# Allen Iverson influenced Michael Vick..



## Coatesvillain

This is something I already was aware of, but it's always neat to go back over it.



> PHILADELPHIA -- Before there was Michael Vick, the elusive, quick-as-lightning quarterback for the Atlanta Falcons, there was Allen Iverson.
> 
> Both grew up in the Hampton Roads area of Virginia, and both were star quarterbacks for their high school teams - Iverson at Bethel High in Hampton and Vick at Warwick High in Newport News.
> 
> We may never know who the better quarterback is, but many contend that Iverson was just as good a football player, if not better, than Vick.
> 
> Even Vick admired the way Iverson played.
> 
> "He's the reason I play the way I play, running around the field and throwing the deep ball," Vick said. "Our style is exactly the same. [Iverson] was really good. He was somebody we always had to go see play every Friday night."
> 
> The Eagles will find out for themselves on Sunday how good Vick is when they face him in the NFC championship game at Lincoln Financial Field.
> 
> Iverson is convinced that he could have accomplished everything Vick has in the NFL, despite his size. Iverson and Vick are both 6 feet tall, but Vick, at 215 pounds, weighs 50 pounds more than Iverson.
> 
> "He might have made it in the pros, but size would have been a factor," Vick said. "He would have had to get up to around 200 pounds. But he definitely had the potential."
> 
> There's no doubt in Iverson's mind.
> 
> "Absolutely," Iverson said about whether he could have made it to the NFL. "Football has always been my favorite sport. I tell people all the time, especially my teammates who think I'm bragging, that I was a better football player than I am a basketball player. I could have played in the NFL. People who have seen me play in Virginia know that I'm not bragging.
> 
> "I think [Vick] knows, too. If he doesn't answer that correctly, then let him know I'm going to call him and cuss him out."
> 
> That call won't be necessary.
> 
> Iverson and Vick never played against each other in high school because Iverson, 29, is five years older. But Iverson did play against Aaron Brooks, Vick's second cousin, and many have said that Iverson was the better quarterback.
> 
> Brooks is the starting quarterback for the New Orleans Saints.
> 
> "There's no doubt Allen would be in the NFL, and people would be talking about him today like they're talking about Michael Vick and the other great ones," said Gary Moore, who was Iverson's first coach in youth football and is now his personal manager. "I really hate to think of what might have been if Allen had played football professionally. He'd probably be one of the first guys in the NFL who would have done everything - and by everything, I mean play quarterback, line up at wide receiver, play in the defensive backfield and return kicks.
> 
> "Allen would have the same impact that he has had on the basketball court, and then some."
> 
> As a junior at Bethel in 1992, Iverson set single-season records that Vick never broke. Vick played college football at Virginia Tech and became the first overall pick in the 2001 draft. He is the first black quarterback to go first in the NFL Draft.


LINK


----------



## Petey

Wow, he could have never gotten up to 200 lbs. Haha!

-Petey


----------



## Max Payne

He might have not needed to Petey...Iverson is the toughest guy I've ever seen in professional sports...if he went up to about 200 lbs that would have been enough...on "The Answer" DVD they have segments of his high school play and it is unbelievable...absolutely stunning.


----------



## HKF

> Originally posted by <b>Max Payne</b>!
> He might have not needed to Petey...Iverson is the toughest guy I've ever seen in professional sports...if he went up to about 200 lbs that would have been enough...on "The Answer" DVD they have segments of his high school play and it is unbelievable...absolutely stunning.

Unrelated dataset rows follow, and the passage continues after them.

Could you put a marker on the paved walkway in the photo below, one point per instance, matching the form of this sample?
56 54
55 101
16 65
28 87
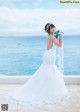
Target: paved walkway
71 105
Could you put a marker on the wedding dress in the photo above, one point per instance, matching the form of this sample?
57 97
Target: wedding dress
46 86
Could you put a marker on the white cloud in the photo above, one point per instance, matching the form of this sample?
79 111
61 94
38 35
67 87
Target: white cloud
27 21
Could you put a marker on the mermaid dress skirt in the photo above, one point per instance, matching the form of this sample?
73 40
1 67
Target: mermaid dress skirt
46 86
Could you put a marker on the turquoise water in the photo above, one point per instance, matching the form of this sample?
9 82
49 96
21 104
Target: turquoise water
22 55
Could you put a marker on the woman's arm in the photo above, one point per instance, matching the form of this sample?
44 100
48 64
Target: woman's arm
58 43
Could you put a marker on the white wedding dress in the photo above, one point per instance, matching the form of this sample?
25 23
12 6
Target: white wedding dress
46 86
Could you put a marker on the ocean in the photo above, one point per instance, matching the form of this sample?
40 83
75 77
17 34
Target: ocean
22 55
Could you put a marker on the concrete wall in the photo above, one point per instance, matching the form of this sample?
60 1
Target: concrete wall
69 79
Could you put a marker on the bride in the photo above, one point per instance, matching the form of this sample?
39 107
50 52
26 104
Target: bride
46 85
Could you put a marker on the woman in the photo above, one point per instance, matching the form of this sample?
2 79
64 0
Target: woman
46 85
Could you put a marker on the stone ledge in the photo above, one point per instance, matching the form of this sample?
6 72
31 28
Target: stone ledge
69 79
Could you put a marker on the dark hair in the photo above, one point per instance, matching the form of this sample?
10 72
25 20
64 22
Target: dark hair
48 26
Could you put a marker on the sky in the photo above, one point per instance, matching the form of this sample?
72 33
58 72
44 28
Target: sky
28 17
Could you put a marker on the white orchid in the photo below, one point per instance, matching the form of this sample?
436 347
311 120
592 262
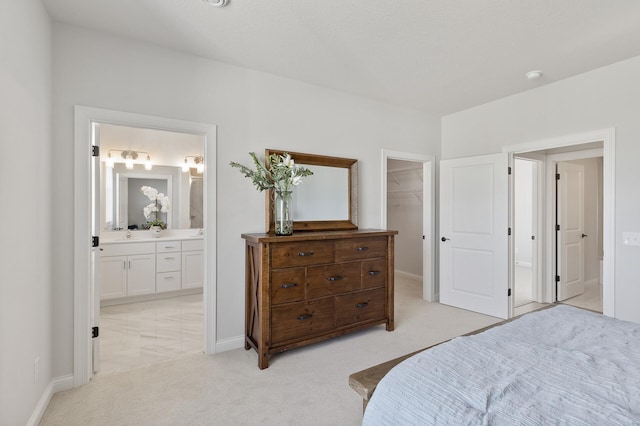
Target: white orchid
278 172
151 211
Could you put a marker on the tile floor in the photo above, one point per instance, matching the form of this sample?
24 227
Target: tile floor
143 333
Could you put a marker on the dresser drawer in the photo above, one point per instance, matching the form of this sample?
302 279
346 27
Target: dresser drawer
168 246
301 319
168 262
168 281
287 285
358 307
374 273
302 253
333 279
361 248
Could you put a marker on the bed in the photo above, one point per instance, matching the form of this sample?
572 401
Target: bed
561 365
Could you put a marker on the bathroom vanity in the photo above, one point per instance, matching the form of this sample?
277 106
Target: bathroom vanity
144 268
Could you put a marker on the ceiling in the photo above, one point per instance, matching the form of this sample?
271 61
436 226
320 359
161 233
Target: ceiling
437 56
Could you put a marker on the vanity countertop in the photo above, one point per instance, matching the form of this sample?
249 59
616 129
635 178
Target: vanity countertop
119 237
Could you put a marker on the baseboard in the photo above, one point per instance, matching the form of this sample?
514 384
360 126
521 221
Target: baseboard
56 385
230 344
408 275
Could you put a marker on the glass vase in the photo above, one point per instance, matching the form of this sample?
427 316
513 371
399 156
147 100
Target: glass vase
282 212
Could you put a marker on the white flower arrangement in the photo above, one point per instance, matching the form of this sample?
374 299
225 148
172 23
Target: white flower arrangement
278 172
160 204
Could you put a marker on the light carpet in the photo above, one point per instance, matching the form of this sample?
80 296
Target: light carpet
305 386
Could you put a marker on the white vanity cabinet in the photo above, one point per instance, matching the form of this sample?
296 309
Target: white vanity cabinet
192 264
150 270
127 269
168 266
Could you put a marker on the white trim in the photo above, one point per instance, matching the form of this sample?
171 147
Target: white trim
607 137
408 275
58 384
230 344
84 117
429 285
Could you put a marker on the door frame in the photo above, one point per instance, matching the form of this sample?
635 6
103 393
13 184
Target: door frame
84 117
536 225
579 142
429 264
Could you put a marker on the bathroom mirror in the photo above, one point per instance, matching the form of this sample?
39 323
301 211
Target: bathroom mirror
122 201
326 200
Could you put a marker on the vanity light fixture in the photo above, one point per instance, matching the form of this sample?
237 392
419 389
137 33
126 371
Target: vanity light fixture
197 161
129 158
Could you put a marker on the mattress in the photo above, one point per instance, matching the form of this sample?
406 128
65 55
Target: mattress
561 365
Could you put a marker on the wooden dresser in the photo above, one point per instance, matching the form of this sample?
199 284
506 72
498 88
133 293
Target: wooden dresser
312 286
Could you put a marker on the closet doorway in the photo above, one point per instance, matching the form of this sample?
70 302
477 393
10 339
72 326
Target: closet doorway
407 206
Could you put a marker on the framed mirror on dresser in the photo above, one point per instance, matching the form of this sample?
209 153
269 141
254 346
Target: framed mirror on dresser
327 200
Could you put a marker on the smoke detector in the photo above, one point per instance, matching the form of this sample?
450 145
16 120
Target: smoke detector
216 3
533 75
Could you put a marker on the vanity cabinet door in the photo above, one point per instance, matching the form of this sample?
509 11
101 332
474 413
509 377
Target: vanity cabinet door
192 269
113 277
141 274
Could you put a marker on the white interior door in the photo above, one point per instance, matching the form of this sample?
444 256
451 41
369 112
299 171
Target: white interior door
474 241
570 218
95 256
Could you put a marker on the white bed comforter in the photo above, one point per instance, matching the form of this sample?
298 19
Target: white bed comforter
561 366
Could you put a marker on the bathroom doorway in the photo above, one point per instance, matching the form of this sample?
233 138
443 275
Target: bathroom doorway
88 223
149 290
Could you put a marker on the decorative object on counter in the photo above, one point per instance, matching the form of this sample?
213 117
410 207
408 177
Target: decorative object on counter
159 204
280 174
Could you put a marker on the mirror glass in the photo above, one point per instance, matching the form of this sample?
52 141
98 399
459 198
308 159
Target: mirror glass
122 200
326 200
323 195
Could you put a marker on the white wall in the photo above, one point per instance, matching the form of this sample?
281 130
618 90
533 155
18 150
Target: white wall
604 98
252 110
25 186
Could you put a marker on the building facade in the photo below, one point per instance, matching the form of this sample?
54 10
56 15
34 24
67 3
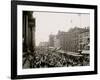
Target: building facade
28 31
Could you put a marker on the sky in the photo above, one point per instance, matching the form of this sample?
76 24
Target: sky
50 23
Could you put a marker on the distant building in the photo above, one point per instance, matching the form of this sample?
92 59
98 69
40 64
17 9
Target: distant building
51 40
43 44
84 40
28 31
56 42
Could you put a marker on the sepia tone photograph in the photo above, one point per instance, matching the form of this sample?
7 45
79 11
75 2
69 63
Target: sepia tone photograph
55 39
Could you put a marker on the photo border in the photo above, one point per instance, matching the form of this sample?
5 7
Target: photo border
14 39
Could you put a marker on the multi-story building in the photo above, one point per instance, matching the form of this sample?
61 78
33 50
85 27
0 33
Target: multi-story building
84 42
28 31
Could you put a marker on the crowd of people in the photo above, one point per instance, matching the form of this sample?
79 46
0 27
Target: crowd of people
52 58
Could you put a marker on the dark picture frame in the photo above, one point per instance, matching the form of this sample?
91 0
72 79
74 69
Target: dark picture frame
14 39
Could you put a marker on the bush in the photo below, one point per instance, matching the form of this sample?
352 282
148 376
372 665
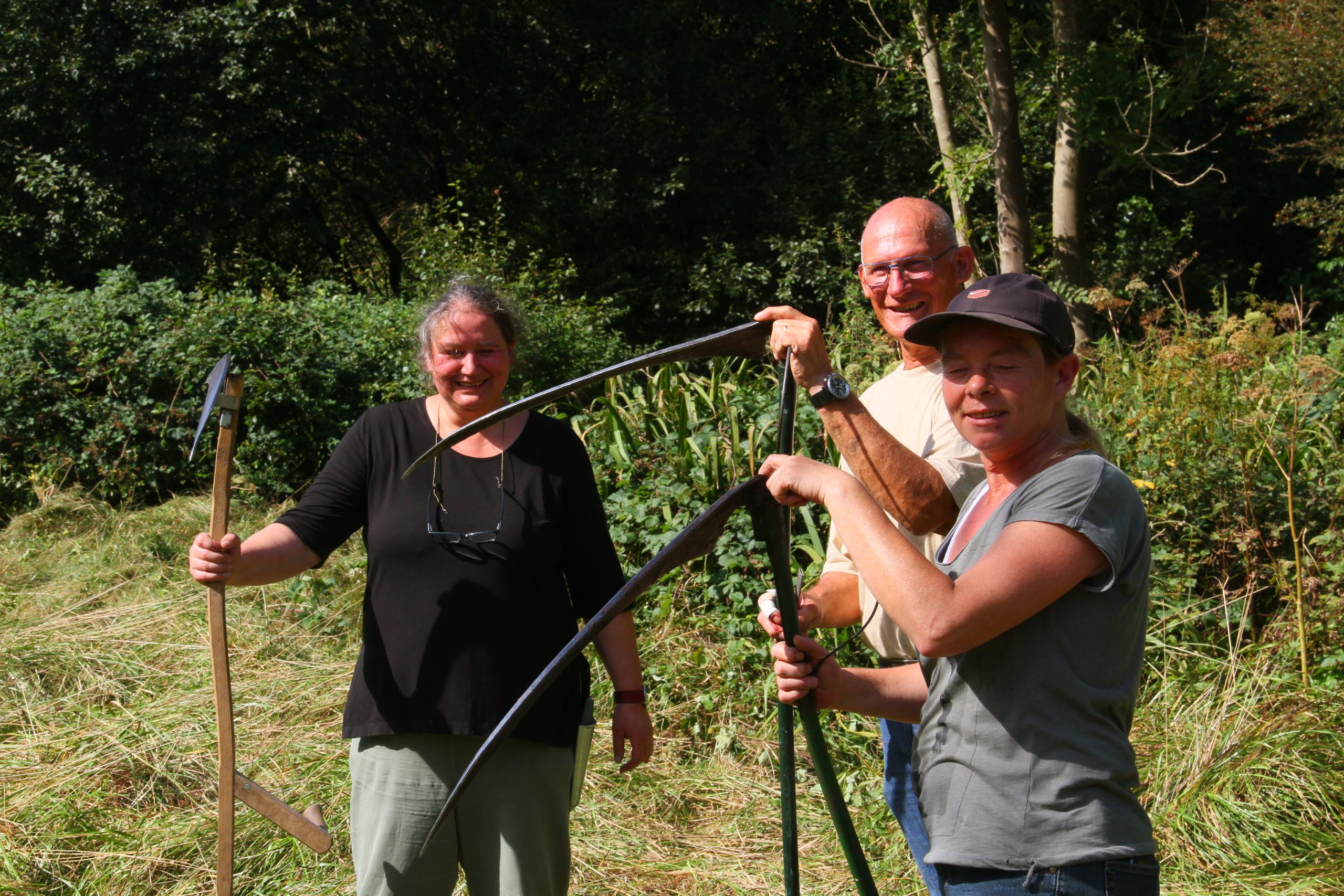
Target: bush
102 388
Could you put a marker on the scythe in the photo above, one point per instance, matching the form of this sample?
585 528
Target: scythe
771 523
225 393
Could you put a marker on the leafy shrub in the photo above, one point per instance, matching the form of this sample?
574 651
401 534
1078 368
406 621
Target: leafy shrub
102 388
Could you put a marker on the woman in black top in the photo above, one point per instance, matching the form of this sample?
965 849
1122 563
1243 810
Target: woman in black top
479 566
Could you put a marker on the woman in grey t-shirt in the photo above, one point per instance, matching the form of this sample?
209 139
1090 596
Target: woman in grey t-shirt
1030 625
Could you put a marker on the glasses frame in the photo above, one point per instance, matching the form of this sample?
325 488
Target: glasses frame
899 263
450 539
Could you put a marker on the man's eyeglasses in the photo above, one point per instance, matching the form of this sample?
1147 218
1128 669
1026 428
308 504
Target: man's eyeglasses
910 268
456 541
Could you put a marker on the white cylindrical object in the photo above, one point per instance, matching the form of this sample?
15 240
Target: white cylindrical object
766 602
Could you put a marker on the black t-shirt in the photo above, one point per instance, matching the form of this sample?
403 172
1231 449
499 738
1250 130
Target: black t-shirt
452 638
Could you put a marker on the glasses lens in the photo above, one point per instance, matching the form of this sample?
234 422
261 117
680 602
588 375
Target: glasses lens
874 275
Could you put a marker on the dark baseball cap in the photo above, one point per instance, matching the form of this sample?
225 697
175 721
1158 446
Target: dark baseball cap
1021 301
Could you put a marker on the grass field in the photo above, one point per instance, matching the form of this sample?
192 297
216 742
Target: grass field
107 739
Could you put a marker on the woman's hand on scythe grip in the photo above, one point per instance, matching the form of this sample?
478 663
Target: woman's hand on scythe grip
797 672
796 480
210 561
631 723
810 616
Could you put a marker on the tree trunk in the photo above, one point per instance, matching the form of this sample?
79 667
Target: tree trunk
1010 182
941 112
1066 198
1067 194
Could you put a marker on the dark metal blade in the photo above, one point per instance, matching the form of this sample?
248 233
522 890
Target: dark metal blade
213 387
695 541
747 340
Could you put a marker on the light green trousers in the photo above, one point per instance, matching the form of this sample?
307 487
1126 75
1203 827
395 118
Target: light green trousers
510 832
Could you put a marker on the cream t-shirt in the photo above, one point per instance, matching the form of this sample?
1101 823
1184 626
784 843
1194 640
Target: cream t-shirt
909 405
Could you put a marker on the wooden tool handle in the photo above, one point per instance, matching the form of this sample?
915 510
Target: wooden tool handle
229 421
310 829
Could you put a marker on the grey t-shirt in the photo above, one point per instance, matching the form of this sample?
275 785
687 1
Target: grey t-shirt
1023 753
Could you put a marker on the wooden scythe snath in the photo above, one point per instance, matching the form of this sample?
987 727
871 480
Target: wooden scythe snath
771 523
225 393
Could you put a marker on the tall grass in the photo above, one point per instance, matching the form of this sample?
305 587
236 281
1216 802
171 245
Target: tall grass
107 734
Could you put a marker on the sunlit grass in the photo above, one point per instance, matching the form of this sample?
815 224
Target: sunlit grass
107 741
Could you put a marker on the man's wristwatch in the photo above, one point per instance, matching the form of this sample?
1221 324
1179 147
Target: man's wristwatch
834 388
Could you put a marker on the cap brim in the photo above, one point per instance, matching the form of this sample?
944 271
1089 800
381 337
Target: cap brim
928 331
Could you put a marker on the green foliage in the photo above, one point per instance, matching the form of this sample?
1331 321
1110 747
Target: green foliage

No he would have been killed in the NFL as less than 200 lbs. I know we like to equate how tough he is on the basketball court, but guys in basketball aren't going out there trying to hurt you. In football, it's the opposite. 

Iverson chose wisely IMO.


----------



## Coatesvillain

> Originally posted by <b>Max Payne</b>!
> He might have not needed to Petey...Iverson is the toughest guy I've ever seen in professional sports...if he went up to about 200 lbs that would have been enough...on "The Answer" DVD they have segments of his high school play and it is unbelievable...absolutely stunning.


I saw an NFL Films piece on the Newport News QBs (Allen Iverson, Aaron Brooks, Ronald Curry, Michael Vick), I'd recommend anyone to watch it if they have a chance. It's not the best NFL Films piece, but it's good.

I think Iverson playing basketball was best for him, even if it was against his will. If he played football he'd be utilized like Antwaan Randle-El or if he insisted that he play QB in the NFL he'd be like Senecca Wallace (though more talented). It was a different NFL back in 1997 (when Iverson would've been eligible for draft) and he most likely would've been forced out of his position.


----------



## Max Payne

True but I also believe Iverson has the athletic gifts and the pure sporting talent to have been an awesome running back and punt returner....hell I'm a soccer addict and I'll be the first person to say that he may well have been a jaw-dropping soccer player as well...


----------